Oltre ad hackers, contrabbandieri, ricettatori e venditori di armi, nel Dark Web si trovano, purtroppo, anche i nostri dati sensibili trafugati e le credenziali delle nostre carte di credito, vendute all'asta al miglior offerente con la stessa tranquillità con cui si vende un telefono usato o un cd fastidioso su eBay.

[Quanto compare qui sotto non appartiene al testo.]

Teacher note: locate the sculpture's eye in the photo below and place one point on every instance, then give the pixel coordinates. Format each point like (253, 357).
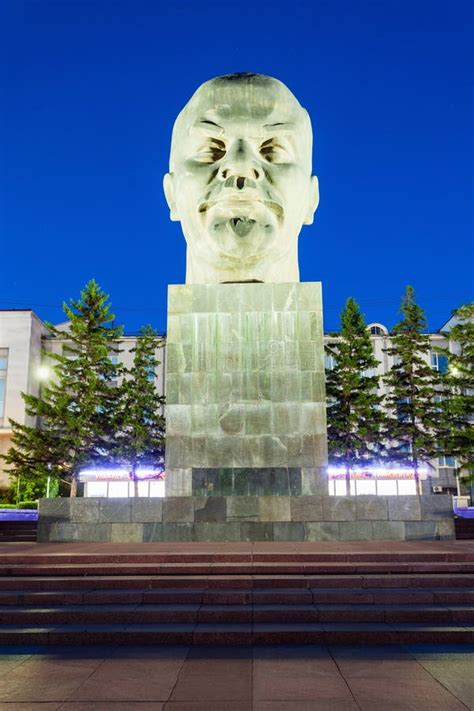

Da una lunga e complessa indagine condotta per conto di Intel Security McAfee Lab pare infatti che esita un fiorente mercato nero nel Dark Web di tutti i dati che vengono quotidianamente trafugati attraverso opere di phishing e hacking; mercato che sfrutta l'esistenza di siti come Alphabay per indire aste in cui è possibile aggiudicarsi per pochi spiccioli l'altrui identità e l'acceso a conti correnti poco difesi e facili da violare in caso di possesso del supporto fisico (bancomat o carta di credito).
Stando a quanto emerge dal rapporto The Hidden Data Ecomomy esisterebbe proprio un autentico listino prezzi dei dati venduti al mercato nero, con cifre variabili a seconda del continente di provenienza che partono dai 25 dollari in Europa per aggiudicarsi il Pan e il Ccv di una carta di credito rubata (numero identificativo e codice segreto), per poi abbassarsi negli altri continenti.
Oltre a pin e ccv vari, l'offerta presente sul mercato permette inoltre di portare il furto ad un livello superiore e di entrare in possesso, a fronte di un ulteriore esborso, delle caratteristiche anagrafiche del titolare del conto, di modo che, conoscendone nome, cognome e indirizzo, risulterà più agevole compiere acquisti online e frodi ai danni del malcapitato.
L'invito è ovviamente quello a non fornire dati sensibili a nessuno e per nessun motivo e a denunciare rapidamente furti o smarrimenti di bancomat e carte di credito, dal momento che non vedere i nostri dati su internet non è fonte di sicurezza, dato che esiste tutto un mondo sommerso dove precipita ongi cosa che viene nascosta allo sguardo dei motori di ricerca.